As an illustration, let's compare situations in which the accuracy rates are 99% and 90% in an access door application.

Above 99% Accuracy
In our first scenario, the overall accuracy rate is 99.4% and the misclassification rate is 0.6%, that is, less than one percent. Table 1 displays actual data from one test site where the total event count was 1,773. For the purposes of discussion, we've normalized the event count to 1,000. The accuracy metric is derived from the sum of the normal behaviors that were classified accurately as non-violations (986) and the tailgating behaviors that were classified accurately as violations (eight). Notice that the system alarmed on 10 of the 1,000 door events, eight accurate alarms and two erroneous alarms. The number of erroneous alarms is the numerator in the false positive rate, or the false alarm rate-a key metric for end users. The denominator is the total number of alarms. In this example, false alarms occurred about one-fifth of the time that the system alarmed (2 of 10), so they actually account for 20% of the alarms.
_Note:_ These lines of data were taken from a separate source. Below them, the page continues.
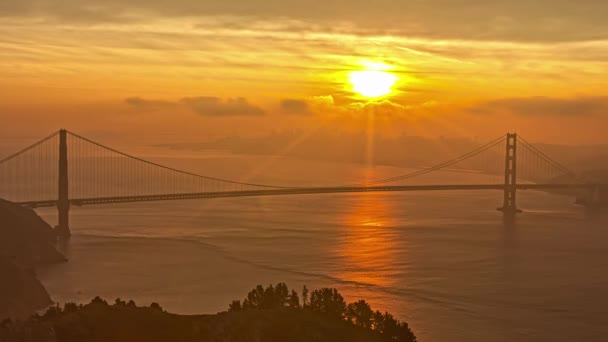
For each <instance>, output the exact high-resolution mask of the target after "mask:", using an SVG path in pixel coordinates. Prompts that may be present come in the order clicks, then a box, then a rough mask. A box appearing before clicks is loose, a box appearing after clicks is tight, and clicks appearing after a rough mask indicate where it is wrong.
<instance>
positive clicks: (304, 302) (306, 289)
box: [302, 285, 308, 308]
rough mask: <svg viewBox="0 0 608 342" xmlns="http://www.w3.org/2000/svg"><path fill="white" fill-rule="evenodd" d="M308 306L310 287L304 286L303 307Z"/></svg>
mask: <svg viewBox="0 0 608 342" xmlns="http://www.w3.org/2000/svg"><path fill="white" fill-rule="evenodd" d="M307 306H308V287H306V285H304V286H303V287H302V307H303V308H305V307H307Z"/></svg>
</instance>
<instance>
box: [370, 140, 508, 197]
mask: <svg viewBox="0 0 608 342" xmlns="http://www.w3.org/2000/svg"><path fill="white" fill-rule="evenodd" d="M505 140H506V135H503V136H501V137H499V138H496V139H494V140H492V141H490V142H488V143H486V144H484V145H482V146H480V147H478V148H476V149H474V150H473V151H471V152H468V153H465V154H463V155H461V156H459V157H456V158H454V159H451V160H448V161H446V162H443V163H441V164H438V165H435V166H433V167H429V168H425V169H422V170H418V171H414V172H411V173H407V174H404V175H400V176H396V177H391V178H385V179H379V180H375V181H371V182H367V183H363V184H361V185H362V186H375V185H379V184H386V183H392V182H397V181H401V180H405V179H410V178H414V177H418V176H422V175H425V174H428V173H431V172H434V171H440V170H443V169H446V168H448V167H450V166H453V165H455V164H458V163H461V162H463V161H465V160H467V159H470V158H472V157H475V156H477V155H479V154H481V153H483V152H485V151H488V150H490V149H492V148H493V147H495V146H497V145H499V144H501V143H503V142H504V141H505Z"/></svg>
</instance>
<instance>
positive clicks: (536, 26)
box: [0, 0, 608, 42]
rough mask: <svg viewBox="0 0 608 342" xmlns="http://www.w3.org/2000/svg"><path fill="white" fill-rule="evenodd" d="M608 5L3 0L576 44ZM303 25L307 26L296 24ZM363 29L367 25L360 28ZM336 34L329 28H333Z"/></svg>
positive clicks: (434, 2)
mask: <svg viewBox="0 0 608 342" xmlns="http://www.w3.org/2000/svg"><path fill="white" fill-rule="evenodd" d="M607 11H608V2H606V1H603V0H588V1H582V3H581V2H576V1H572V0H537V1H529V0H511V1H488V0H461V1H458V4H455V3H454V2H453V1H451V0H427V1H407V2H406V1H395V0H376V1H374V3H373V5H371V4H370V3H369V2H354V1H338V0H333V1H327V0H309V1H281V0H231V1H215V0H174V1H164V0H63V1H57V0H2V1H1V2H0V17H3V16H4V17H18V18H23V17H45V18H55V19H57V20H59V21H61V23H62V24H67V23H70V22H95V23H99V22H115V21H117V20H118V21H124V20H142V19H149V18H154V17H156V18H165V19H166V18H171V17H176V18H177V17H231V16H232V17H240V18H241V19H242V18H245V17H246V18H247V20H246V22H248V23H250V22H256V21H257V20H266V21H267V22H273V21H276V19H277V18H285V19H288V20H292V21H296V22H295V24H294V23H292V24H290V25H288V26H287V27H283V28H282V29H283V30H288V31H291V32H300V31H302V30H307V28H314V27H323V28H324V30H325V31H327V30H328V28H332V27H339V28H340V30H342V31H350V32H354V33H355V34H360V35H366V34H374V35H385V34H395V35H402V36H408V37H429V38H437V39H469V40H488V41H494V40H507V41H542V42H555V41H578V40H592V39H603V38H608V21H606V20H605V13H607ZM298 21H300V22H303V23H304V24H302V23H299V22H298ZM361 28H365V29H364V30H362V29H361ZM329 30H331V29H329Z"/></svg>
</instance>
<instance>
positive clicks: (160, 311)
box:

Notice as well the number of times the situation was declared normal but was not. This is a component of the false negative ratio. In this example, with a high accuracy rate above 99%, there were four missed detections per 1,000 events. These four incidents comprise one-third of the 12 times that tailgating actually occurred. That is, false negatives occur at a rate of about 33%.

Playing With the Numbers Obviously, one can inflate or depress false positive and false negative scores by changing the denominator in the ratio-for example, by using the total event count. If measured this way, the system would look exceedingly robust, with a false positive rate of 0.2% (2 of 1,000) and a false negative rate of 0.4% (4 of 1,000)-hence the accuracy measure of 99.4%, as customarily defined.

At 90% Accuracy
Now let's see what would happen if we dropped the accuracy rate to 90%, as shown in Table 2 (p.16). The total number of real tailgaters is unchanged from the first example (12). This is a neutral assumption and a given-the number of tailgaters is what it is.
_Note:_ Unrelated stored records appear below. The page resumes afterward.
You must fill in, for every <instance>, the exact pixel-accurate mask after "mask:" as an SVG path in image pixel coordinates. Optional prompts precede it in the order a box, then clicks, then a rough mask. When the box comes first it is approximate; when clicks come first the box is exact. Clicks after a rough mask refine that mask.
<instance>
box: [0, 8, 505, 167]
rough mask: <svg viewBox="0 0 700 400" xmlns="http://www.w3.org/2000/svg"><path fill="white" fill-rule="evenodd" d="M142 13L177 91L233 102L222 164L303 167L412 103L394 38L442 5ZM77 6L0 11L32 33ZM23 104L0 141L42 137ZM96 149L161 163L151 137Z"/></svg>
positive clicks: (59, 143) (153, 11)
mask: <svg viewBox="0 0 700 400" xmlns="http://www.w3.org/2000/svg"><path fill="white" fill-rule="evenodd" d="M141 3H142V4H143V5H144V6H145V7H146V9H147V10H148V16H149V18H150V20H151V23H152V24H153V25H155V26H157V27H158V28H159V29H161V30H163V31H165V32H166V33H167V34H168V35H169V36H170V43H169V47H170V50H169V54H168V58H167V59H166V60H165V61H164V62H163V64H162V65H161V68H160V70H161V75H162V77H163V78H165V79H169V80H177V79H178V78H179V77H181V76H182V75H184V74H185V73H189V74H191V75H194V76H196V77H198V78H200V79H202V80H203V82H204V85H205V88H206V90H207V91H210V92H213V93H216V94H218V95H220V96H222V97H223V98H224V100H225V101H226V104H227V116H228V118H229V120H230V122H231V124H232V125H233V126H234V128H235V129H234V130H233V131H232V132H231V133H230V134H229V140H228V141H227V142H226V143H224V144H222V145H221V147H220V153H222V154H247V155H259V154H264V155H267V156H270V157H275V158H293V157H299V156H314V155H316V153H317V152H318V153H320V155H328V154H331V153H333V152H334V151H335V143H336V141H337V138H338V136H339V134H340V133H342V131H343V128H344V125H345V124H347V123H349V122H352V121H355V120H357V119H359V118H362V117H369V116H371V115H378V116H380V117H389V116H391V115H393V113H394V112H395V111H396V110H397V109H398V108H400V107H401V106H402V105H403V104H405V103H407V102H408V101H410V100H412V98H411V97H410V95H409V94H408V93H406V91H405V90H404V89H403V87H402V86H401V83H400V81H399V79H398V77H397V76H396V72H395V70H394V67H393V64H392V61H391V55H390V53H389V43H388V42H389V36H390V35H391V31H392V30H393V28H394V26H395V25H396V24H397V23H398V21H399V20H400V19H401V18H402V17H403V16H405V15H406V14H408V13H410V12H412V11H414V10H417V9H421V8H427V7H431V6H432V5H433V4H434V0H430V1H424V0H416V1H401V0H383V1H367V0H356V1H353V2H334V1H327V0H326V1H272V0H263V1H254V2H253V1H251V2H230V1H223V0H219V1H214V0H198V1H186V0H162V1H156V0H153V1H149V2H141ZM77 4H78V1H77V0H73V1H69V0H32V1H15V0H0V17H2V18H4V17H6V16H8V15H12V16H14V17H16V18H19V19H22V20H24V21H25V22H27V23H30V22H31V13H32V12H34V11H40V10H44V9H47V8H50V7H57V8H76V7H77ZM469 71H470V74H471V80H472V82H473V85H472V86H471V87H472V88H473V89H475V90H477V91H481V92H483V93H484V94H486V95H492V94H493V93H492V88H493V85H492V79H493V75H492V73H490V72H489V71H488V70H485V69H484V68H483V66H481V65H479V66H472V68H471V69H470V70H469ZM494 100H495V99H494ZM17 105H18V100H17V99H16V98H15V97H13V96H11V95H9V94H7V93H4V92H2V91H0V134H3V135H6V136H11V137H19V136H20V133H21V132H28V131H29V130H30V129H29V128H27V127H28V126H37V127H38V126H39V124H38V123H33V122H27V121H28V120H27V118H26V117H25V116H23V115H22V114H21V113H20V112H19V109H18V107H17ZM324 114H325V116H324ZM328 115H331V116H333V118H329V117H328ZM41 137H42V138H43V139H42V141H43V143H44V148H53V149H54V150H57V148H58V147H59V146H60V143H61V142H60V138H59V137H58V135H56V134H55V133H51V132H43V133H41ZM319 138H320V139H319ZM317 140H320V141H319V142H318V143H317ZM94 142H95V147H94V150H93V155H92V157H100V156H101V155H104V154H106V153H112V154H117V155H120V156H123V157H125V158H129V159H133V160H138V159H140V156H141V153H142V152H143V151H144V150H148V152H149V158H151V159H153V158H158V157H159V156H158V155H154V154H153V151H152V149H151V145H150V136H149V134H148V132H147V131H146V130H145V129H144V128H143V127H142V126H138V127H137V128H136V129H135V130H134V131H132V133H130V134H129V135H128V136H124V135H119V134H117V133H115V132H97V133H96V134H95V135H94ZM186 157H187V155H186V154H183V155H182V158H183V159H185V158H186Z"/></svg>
We presume that the system still misses 4 of the 12 violations. This means that the system is still generating a false negative rate of 33% when the number of real tailgating events is used in the denominator.
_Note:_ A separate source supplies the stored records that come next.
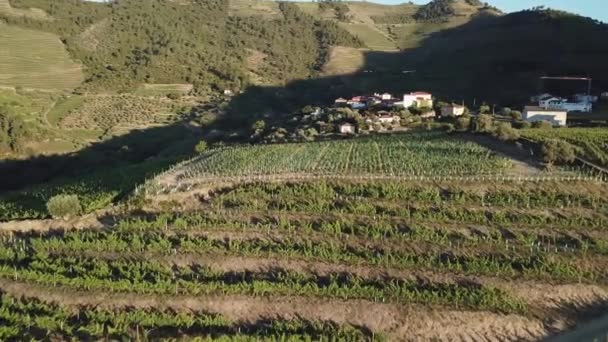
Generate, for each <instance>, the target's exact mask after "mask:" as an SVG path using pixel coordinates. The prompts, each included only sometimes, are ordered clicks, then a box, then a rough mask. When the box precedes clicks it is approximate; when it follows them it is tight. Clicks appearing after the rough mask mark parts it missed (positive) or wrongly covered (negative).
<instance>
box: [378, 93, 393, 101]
mask: <svg viewBox="0 0 608 342" xmlns="http://www.w3.org/2000/svg"><path fill="white" fill-rule="evenodd" d="M374 97H377V98H379V99H380V100H382V101H387V100H392V99H393V95H391V94H389V93H384V94H378V93H376V94H374Z"/></svg>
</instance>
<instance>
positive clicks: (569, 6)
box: [372, 0, 608, 22]
mask: <svg viewBox="0 0 608 342" xmlns="http://www.w3.org/2000/svg"><path fill="white" fill-rule="evenodd" d="M412 1H413V2H415V3H418V4H424V3H427V2H429V0H412ZM482 1H484V2H488V3H489V4H490V5H493V6H496V7H498V8H500V9H501V10H503V11H506V12H513V11H519V10H522V9H528V8H532V7H535V6H547V7H551V8H555V9H561V10H565V11H568V12H573V13H578V14H581V15H584V16H587V17H592V18H595V19H599V20H601V21H604V22H608V0H482ZM372 2H380V3H385V4H400V3H403V2H408V1H404V0H375V1H372Z"/></svg>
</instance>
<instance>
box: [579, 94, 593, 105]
mask: <svg viewBox="0 0 608 342" xmlns="http://www.w3.org/2000/svg"><path fill="white" fill-rule="evenodd" d="M597 100H598V98H597V96H593V95H587V94H576V95H574V101H576V102H578V103H595V102H597Z"/></svg>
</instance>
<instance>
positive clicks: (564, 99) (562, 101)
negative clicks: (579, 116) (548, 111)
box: [538, 97, 593, 113]
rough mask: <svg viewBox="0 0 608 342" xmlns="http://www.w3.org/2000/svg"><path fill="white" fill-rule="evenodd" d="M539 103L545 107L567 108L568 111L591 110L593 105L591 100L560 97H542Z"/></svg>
mask: <svg viewBox="0 0 608 342" xmlns="http://www.w3.org/2000/svg"><path fill="white" fill-rule="evenodd" d="M538 105H539V107H541V108H544V109H555V110H565V111H567V112H586V113H588V112H591V109H592V108H593V105H592V104H591V103H590V102H580V103H577V102H567V101H566V100H565V99H562V98H559V97H551V98H546V99H541V100H540V101H538Z"/></svg>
The number of events classified as normal that actually were normal would decline to 892 (900, from 90% accuracy, minus 8, the accurately identified tailgaters). The number of events classified erroneously as tailgating would rise to 96 (988 minus 892) from 2 in the previous case, an exponential deterioration in performance.

And that's the rub. The total number of alarms in this case would be 104 (1,000 minus 892 minus the 4 missed tailgaters). Thus, the false positive ratio would be 96/104, or more than 92%. The more lenient way to calculate the false positive ratio (96/1,000) would yield 9.6%, which along with the unchanged 0.4% false negative rate would give us the advertised 90% accuracy. By the way, changing the number of missed detections, or the false negative ratio, won't change the outcome much, as long as overall accuracy is high. In this example, if we lowered the missed detections from four to zero, the numerator in the false positive ratio would be 100 (900 at 90% accuracy minus 12 equals 888; 988 minus 888 equals 100), yielding a false alarm ratio of 89% (100/112).

Where Is the Value?
How practical is a system with these kinds of error rates? Is an organization comfortable, for example, with the knowledge that every time it labels an actor as "in violation," it knows that it will be wrong 9 times out of 10, or even, as in the previous example, 2 times out of 10? If the number of real violations stays the same, any drop in accuracy raises the false alarm rate significantly, no matter how it is computed. To achieve a low false alarm rate, a system for detecting a common event, such as a car entering a garage, does not need to be as accurate as a system detecting a rare event, such as the violation of policy at a facility with a high rate of policy compliance. Similarly, for situations in which "bad" behaviors occur infrequently, the overall error rate of the system has to be significantly less than the frequency of the "bad" behavior, or the false alarm ratio will be high. In practical terms, users' first priority is to diminish actual violations of policy. As "bad" events become less frequent, the accuracy of the system needs to rise in order to have value.

In short, there is practical value to understanding how metrics interact. They provide another data point that can be used when fashioning a security system that matches your approach to risk to an array of currently available tools and technologies.

Jim Helman PhD was chief architect at SmartCatch, and Nicholas Imparato PhD is a research fellow at the Hoover Institution, Stanford University, and professor of management and marketing at the University of San Francisco. This article was prepared while both were consultants to NEC Laboratories and advisors to SmartCatch.